Monday, May 30, 2016

Jerusalem Botanical Gardens

The Jerusalem Botanical Gardens are located on the campus of the Hebrew University of Jerusalem in Israel.  Plans for the gardens began in 1931, when  Alexander Elg, chairman of the Botany Department at the university decided to create gardens featuring plants native to the area.

The gardens were opened to the public in 1985, and they've expanded to include flora and fauna from all over the world.  The gardens feature sections of Australian plants, Mediterranean plants, African, and European plants.  There's also a Bonsai Japanese garden.  In addition, there's a tropical house, an herb garden, and a Bible patch, featuring 70 species of plants mentioned in the Bible.

If you visit, be sure to see the 2000 year old burial cave located on the grounds that were discovered in 1902.  The cave has the inscription, "Bones of Nicanor of Alexandria."

 The gardens are open daily from 7:00 AM to sunset.  Admission is 20 ILS for children, and 35 ILS for adults.

Monday, May 23, 2016

Schoenbrunn Palace Gardens

The gardens at Schoenbrunn Palace, located in Vienna, Austria, were opened to the public around 1779.  The Schoenbrunn Palace was the former summer residence of the famous Hapsburg family.
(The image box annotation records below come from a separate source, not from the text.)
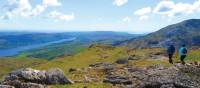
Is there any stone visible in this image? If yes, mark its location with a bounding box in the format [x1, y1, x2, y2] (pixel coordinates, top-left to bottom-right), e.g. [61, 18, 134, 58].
[103, 76, 132, 84]
[115, 59, 128, 64]
[2, 68, 74, 88]
[0, 85, 15, 88]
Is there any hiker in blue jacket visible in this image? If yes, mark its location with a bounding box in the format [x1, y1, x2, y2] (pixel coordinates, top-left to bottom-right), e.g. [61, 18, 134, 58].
[179, 44, 187, 64]
[167, 45, 175, 64]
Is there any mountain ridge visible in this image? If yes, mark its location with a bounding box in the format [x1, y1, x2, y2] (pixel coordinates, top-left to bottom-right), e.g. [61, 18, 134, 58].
[120, 19, 200, 48]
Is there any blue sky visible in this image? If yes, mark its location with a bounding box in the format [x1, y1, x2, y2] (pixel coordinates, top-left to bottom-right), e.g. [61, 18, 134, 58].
[0, 0, 200, 33]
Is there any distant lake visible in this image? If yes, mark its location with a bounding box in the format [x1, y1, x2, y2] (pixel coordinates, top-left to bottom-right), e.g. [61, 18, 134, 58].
[0, 38, 76, 57]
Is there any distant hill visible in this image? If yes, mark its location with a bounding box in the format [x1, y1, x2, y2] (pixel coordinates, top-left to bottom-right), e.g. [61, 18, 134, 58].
[0, 31, 139, 59]
[0, 31, 137, 49]
[121, 19, 200, 48]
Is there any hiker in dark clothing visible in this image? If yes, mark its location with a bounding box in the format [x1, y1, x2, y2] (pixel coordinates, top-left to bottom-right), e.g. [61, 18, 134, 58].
[179, 44, 187, 64]
[167, 45, 175, 64]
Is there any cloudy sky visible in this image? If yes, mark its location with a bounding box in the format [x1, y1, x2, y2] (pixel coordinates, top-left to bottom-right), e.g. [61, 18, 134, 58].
[0, 0, 200, 33]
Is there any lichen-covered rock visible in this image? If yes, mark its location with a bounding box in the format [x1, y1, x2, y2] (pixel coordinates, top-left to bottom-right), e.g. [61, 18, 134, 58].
[0, 85, 15, 88]
[2, 68, 74, 88]
[104, 65, 200, 88]
[104, 76, 132, 84]
[44, 69, 74, 84]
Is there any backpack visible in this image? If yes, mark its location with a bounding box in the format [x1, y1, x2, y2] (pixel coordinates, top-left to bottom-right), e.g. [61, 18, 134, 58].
[182, 48, 187, 54]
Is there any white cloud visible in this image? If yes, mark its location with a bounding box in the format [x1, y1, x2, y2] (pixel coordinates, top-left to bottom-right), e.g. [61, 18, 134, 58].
[43, 0, 61, 6]
[134, 0, 200, 19]
[1, 0, 61, 19]
[113, 0, 128, 6]
[134, 7, 152, 20]
[48, 11, 75, 21]
[134, 7, 151, 16]
[139, 15, 149, 20]
[122, 16, 131, 22]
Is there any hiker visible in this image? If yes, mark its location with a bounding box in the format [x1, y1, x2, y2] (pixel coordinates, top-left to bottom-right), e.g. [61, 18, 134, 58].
[167, 45, 175, 64]
[179, 44, 187, 64]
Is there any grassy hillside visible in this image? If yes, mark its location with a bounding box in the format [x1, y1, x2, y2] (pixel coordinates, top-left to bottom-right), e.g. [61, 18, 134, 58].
[0, 58, 47, 79]
[0, 45, 200, 88]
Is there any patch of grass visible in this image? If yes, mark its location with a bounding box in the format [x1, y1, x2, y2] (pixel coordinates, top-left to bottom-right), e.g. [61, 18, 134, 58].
[186, 50, 200, 61]
[129, 59, 172, 67]
[0, 58, 47, 79]
[51, 83, 113, 88]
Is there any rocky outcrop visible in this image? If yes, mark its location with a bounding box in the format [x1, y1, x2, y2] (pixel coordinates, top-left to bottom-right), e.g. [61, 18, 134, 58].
[0, 85, 14, 88]
[104, 65, 200, 88]
[2, 68, 74, 88]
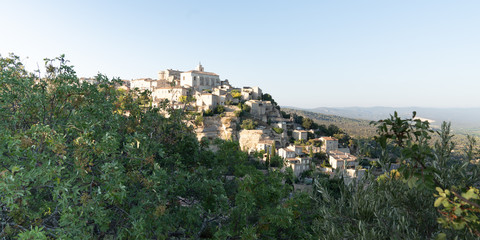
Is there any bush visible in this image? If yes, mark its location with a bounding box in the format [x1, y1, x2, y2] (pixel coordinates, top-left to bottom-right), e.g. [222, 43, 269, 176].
[195, 115, 203, 126]
[240, 119, 257, 130]
[214, 105, 225, 114]
[272, 127, 283, 134]
[233, 110, 243, 117]
[203, 109, 213, 117]
[242, 104, 252, 112]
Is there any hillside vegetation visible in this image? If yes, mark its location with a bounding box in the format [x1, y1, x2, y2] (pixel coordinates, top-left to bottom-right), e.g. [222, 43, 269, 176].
[282, 108, 376, 138]
[0, 55, 480, 240]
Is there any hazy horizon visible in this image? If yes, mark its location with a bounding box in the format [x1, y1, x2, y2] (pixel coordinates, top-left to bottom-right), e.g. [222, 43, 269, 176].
[0, 0, 480, 108]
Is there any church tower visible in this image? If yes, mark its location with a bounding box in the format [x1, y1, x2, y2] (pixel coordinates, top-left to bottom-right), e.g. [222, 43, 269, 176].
[196, 62, 203, 72]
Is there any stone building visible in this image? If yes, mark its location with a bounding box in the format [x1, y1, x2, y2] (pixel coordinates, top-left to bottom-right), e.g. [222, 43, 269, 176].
[180, 64, 221, 91]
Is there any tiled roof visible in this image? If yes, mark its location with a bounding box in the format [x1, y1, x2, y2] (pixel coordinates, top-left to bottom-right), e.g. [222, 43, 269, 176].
[186, 70, 218, 76]
[322, 137, 338, 141]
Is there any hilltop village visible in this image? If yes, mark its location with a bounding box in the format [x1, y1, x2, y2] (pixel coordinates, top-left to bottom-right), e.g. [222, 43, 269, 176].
[94, 64, 372, 182]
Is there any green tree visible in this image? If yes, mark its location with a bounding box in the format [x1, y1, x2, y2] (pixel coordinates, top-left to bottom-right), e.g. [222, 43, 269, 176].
[240, 118, 257, 130]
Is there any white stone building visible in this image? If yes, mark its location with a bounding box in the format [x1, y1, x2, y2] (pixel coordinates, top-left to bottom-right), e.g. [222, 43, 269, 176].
[180, 64, 221, 91]
[328, 151, 358, 169]
[292, 130, 308, 141]
[152, 87, 189, 103]
[286, 157, 311, 177]
[320, 137, 338, 153]
[130, 78, 157, 91]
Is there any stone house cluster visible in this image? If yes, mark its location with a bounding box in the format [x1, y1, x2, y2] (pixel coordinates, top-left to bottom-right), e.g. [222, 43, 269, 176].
[278, 145, 312, 177]
[130, 64, 262, 111]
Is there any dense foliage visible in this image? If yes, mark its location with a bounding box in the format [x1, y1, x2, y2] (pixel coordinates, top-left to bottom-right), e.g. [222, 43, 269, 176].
[0, 55, 478, 239]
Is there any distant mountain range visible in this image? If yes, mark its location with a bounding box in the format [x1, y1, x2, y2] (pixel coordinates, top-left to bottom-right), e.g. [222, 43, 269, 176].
[286, 107, 480, 135]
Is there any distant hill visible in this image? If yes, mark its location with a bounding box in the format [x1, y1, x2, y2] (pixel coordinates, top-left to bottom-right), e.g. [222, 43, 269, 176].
[282, 107, 375, 138]
[287, 107, 480, 136]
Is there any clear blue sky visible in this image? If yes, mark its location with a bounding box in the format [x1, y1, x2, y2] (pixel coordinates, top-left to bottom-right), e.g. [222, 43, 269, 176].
[0, 0, 480, 108]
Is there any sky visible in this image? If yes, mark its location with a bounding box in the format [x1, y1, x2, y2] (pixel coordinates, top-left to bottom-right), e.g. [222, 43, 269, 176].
[0, 0, 480, 108]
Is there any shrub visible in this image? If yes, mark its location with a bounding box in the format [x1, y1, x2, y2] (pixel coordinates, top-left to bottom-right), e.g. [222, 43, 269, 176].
[240, 119, 257, 130]
[272, 127, 283, 134]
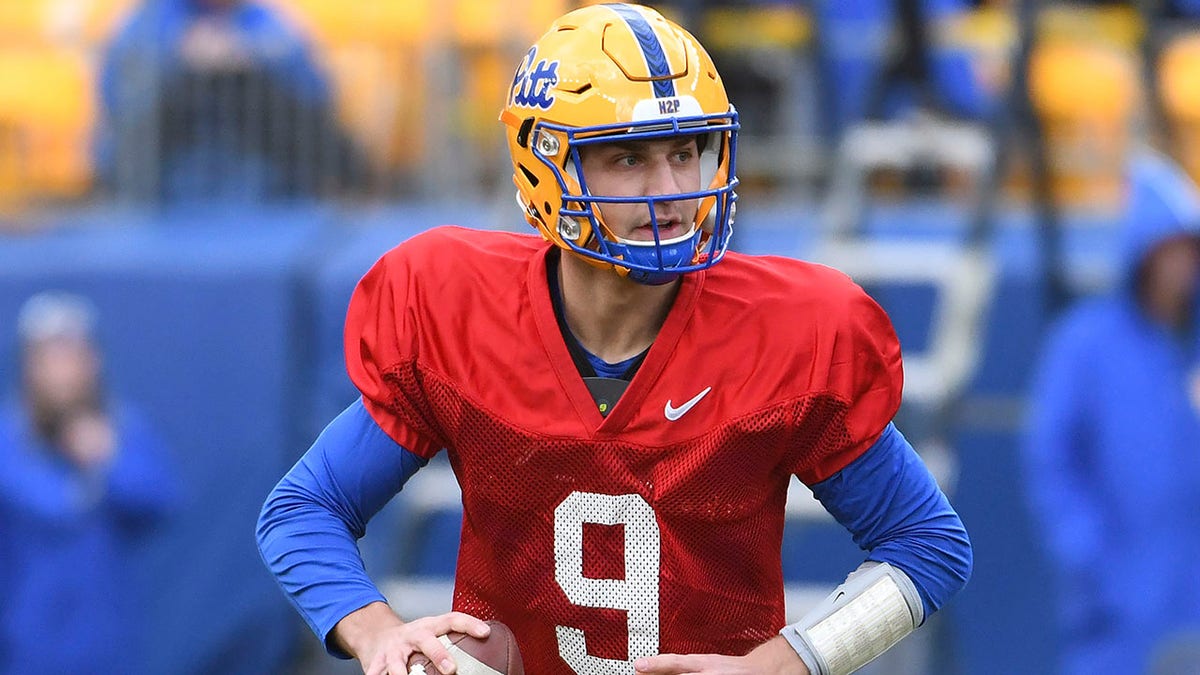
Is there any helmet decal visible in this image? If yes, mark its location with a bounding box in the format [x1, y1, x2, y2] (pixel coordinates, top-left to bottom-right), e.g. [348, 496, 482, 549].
[509, 47, 558, 110]
[500, 5, 738, 283]
[606, 5, 676, 98]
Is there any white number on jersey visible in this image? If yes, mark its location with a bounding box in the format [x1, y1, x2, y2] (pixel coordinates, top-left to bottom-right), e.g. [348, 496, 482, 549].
[554, 492, 662, 675]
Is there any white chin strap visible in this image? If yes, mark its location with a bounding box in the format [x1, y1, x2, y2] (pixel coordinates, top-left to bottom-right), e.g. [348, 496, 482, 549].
[613, 225, 696, 246]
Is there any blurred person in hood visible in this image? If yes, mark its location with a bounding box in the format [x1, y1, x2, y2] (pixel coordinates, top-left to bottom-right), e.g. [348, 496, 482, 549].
[1024, 154, 1200, 674]
[0, 292, 176, 675]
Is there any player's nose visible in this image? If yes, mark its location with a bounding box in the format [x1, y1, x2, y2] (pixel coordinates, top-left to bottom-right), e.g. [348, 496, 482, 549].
[646, 156, 683, 197]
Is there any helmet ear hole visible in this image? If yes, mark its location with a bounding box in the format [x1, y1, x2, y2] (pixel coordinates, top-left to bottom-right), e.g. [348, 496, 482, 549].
[517, 165, 540, 189]
[517, 118, 533, 148]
The palace gardens are essentially baroque in style.  There are several interesting structures located throughout the gardens.  One is the steel Palm House, pictured on the bottom.  Neptune Fountain, with its groups of Greek - Roman statues, is a picturesque focal point.  There's also a zoo - the first in the world.

    Two other gardens, not to miss, are the dry landscape Japanese garden, and the tea garden, both presents of goodwill from Japan to Austria.
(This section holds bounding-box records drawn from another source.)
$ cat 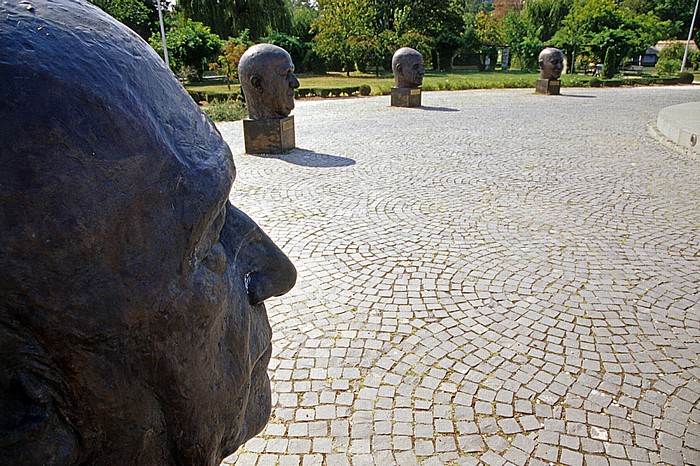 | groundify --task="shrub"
[204,99,247,121]
[656,58,681,76]
[296,87,315,98]
[678,71,695,84]
[204,92,239,102]
[187,89,207,102]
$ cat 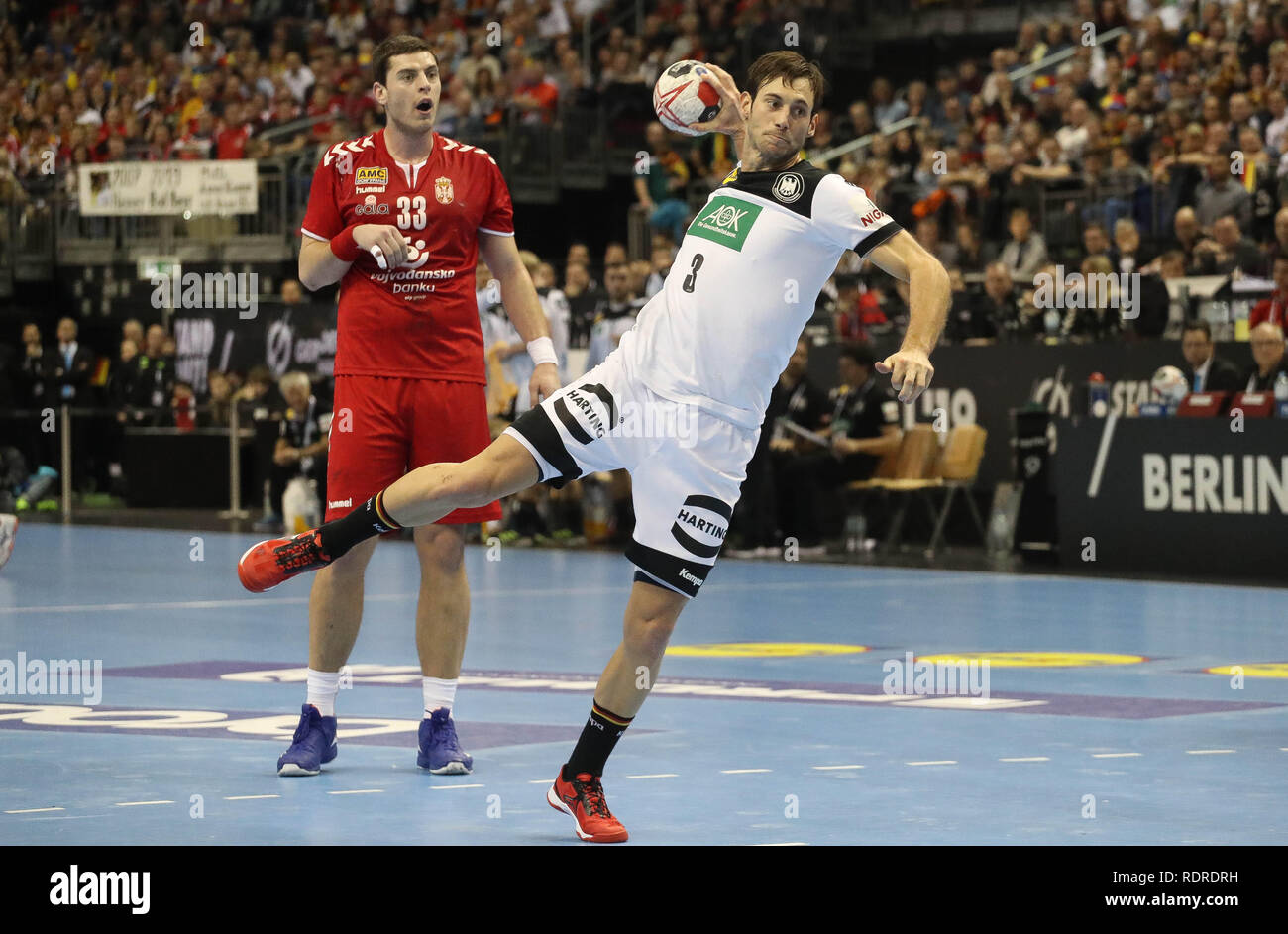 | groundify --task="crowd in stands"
[0,0,1288,548]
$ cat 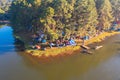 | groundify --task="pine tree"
[96,0,114,30]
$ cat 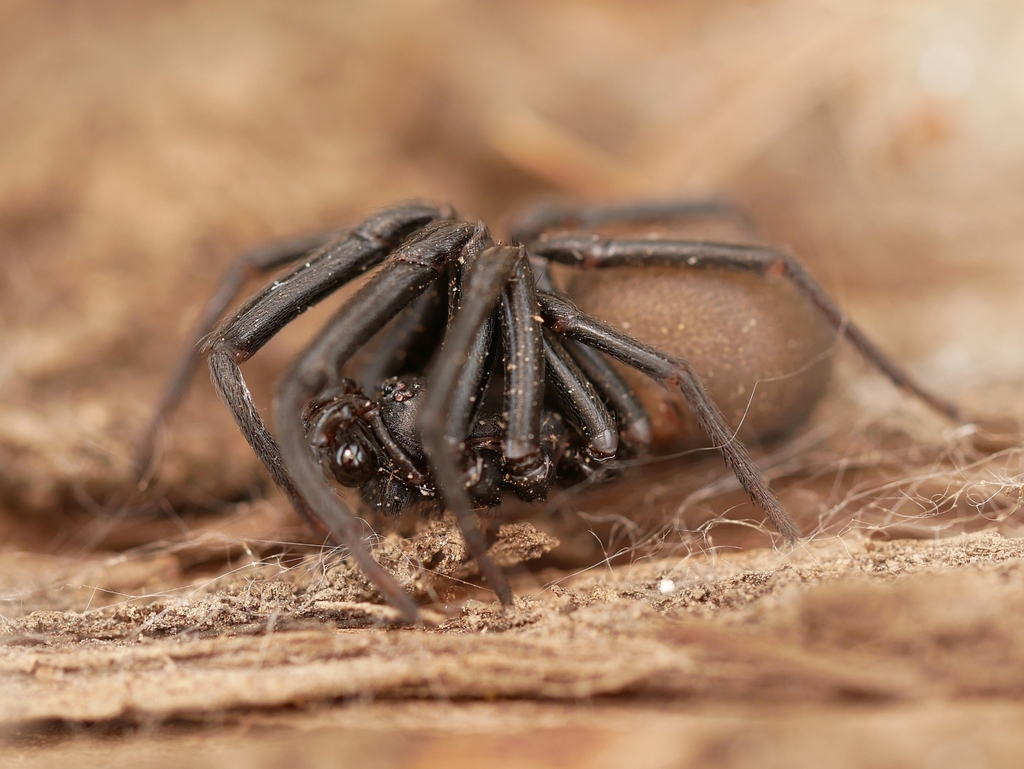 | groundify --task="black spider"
[140,196,956,620]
The Palace gardens are free.  They are open year-round from 6:30 AM to dusk.  There is a charge to visit the Labrinth Garden and Palm House.  Admission is 3.30 euros.

Monday, May 16, 2016

Choosing the Right Fertilizer for Your Garden

 It's time for gardening to begin.  And that means a little bit of soil fortification through fertilization.  Do all of the different fertilizers have you a bit confused?  If so, here's a brief tutorial.  There are three main ingredients in fertilizer bags:  nitrogen, phosphorus, and potassium.  Nitrogen is for foilage growth, phosphorus is for flowers and roots, and potassium is for overall health.  When you look on a bag of fertilizer, you'll see a set of three numbers.  These represent the percentages of nitrogen, phosphorus, and potassium that are in the mix.  So, a 5-10-5 mix has 5% nitrogen, 10% phosphorus, and 5% potassium.
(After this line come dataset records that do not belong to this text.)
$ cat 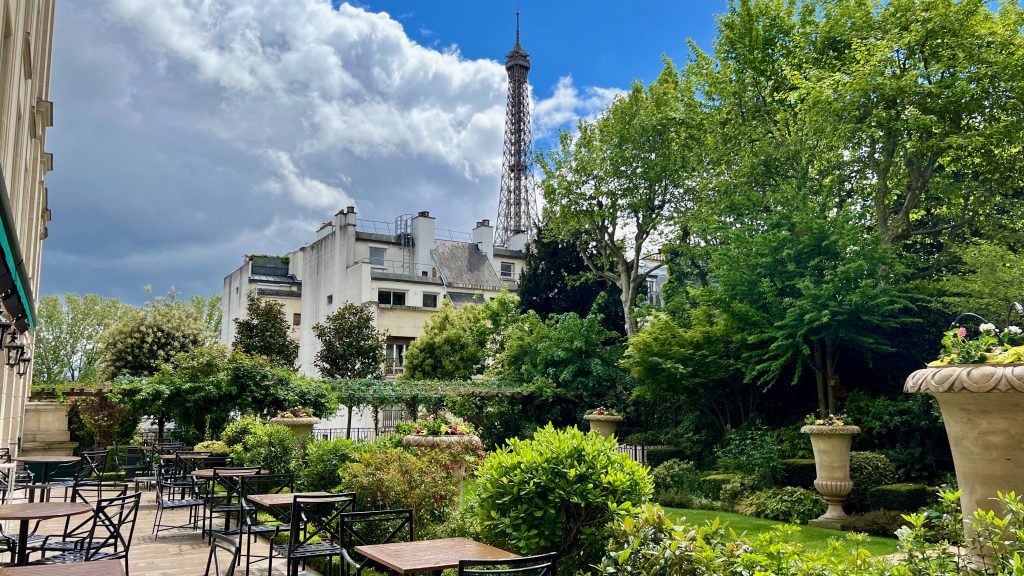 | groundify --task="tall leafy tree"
[32,292,128,384]
[231,292,299,368]
[313,302,387,378]
[540,61,696,335]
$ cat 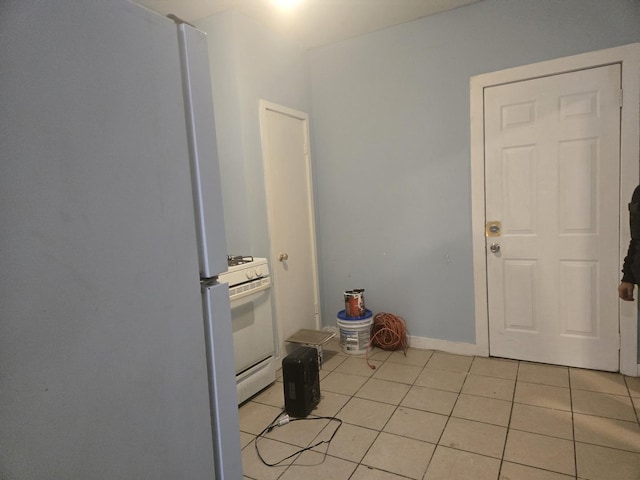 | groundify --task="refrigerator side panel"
[202,283,242,480]
[178,24,227,278]
[0,0,218,480]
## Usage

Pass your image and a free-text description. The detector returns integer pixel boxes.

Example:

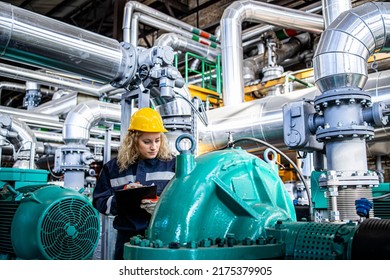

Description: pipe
[31,92,78,115]
[123,1,217,43]
[0,104,120,138]
[199,70,390,154]
[130,13,220,49]
[0,2,134,82]
[155,33,220,62]
[243,33,310,84]
[313,2,390,92]
[242,2,322,42]
[321,0,352,28]
[0,63,114,97]
[62,101,121,145]
[11,118,43,169]
[33,130,120,151]
[221,0,324,106]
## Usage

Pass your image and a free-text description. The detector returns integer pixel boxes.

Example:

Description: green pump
[124,135,296,259]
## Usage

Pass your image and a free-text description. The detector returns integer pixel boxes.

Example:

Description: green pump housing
[124,142,390,260]
[124,148,296,259]
[0,168,100,260]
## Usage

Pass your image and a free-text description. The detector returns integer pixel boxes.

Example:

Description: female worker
[93,108,175,260]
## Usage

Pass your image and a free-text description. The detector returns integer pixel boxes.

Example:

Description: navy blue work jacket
[93,158,176,232]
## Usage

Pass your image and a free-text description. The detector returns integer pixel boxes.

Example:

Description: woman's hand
[123,182,142,190]
[140,197,158,215]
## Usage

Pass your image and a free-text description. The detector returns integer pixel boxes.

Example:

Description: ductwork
[221,0,324,106]
[11,118,43,169]
[0,63,115,97]
[123,1,217,43]
[0,2,136,82]
[243,33,310,84]
[155,33,220,62]
[62,101,121,145]
[313,2,390,92]
[130,13,220,50]
[199,70,390,154]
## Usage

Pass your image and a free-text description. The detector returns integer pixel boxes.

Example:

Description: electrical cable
[221,137,313,220]
[372,193,390,200]
[175,91,209,126]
"Okay," you say.  "So what do I need?"  Well here's how you decide:

1.  Test your soil.  Those tests you get at the store will tell you your pH, but not necessarily what nutrients are missing in your soil.  So I would recommend contacting a government agency or local university to have a soil test done.  These are usually free (or there might be a small fee).  This will tell you exactly what kind of nutrients you will have to add to the soil in order to grow your desired plants.

2.  If you aren't able to test your soil, then pay attention to your plants to see what they need.  If the leaves on your plants are yellow and unhealthy, select a fertilizer with a high nitrogen count (21-3-3).  Be aware, if a plant has too much nitrogen, it won't produce flowers.  If you want to produce more flowers or fruit, choose a fertilizer with more phosphorus.  Note:  purplish leaves usually indicate a deficiency in phosphorus.

3.  If you want a general guideline, follow this:  1-2-1 is a great mix for vegetable gardens, 5-10-5 is a good all-purpose fertilizer.

4. There are also fertilizers for specifc plants.  Always follow the labels on the packaging when fertilizing your plants.  

Tuesday, May 10, 2016

George Washington's River Farm

George Washington's River farm and gardens are located in Alexandria,Virginia.  The property covers nearly 25 acres and overlooks the Potomac River.  The farm was owned by George Washington from 1760 until his death in 1799.  It now serves as the headquarters for the American Horticultural Society.Children can enjoy this historic site, as well.  There are a dozen small gardens made just for kids.  These include a Fairy Tale garden, Hummingbird Garden, Butterfly Garden, Scratch and Sniff Garden, Maze Garden, and Bat Cave.
The Wildlife Garden is a big favorite for kids.  They can hang out at the pond, pictured above, and spot little creatures like turtles, goldfish, and frogs.
The gardens are open Monday through Friday. Admission is free.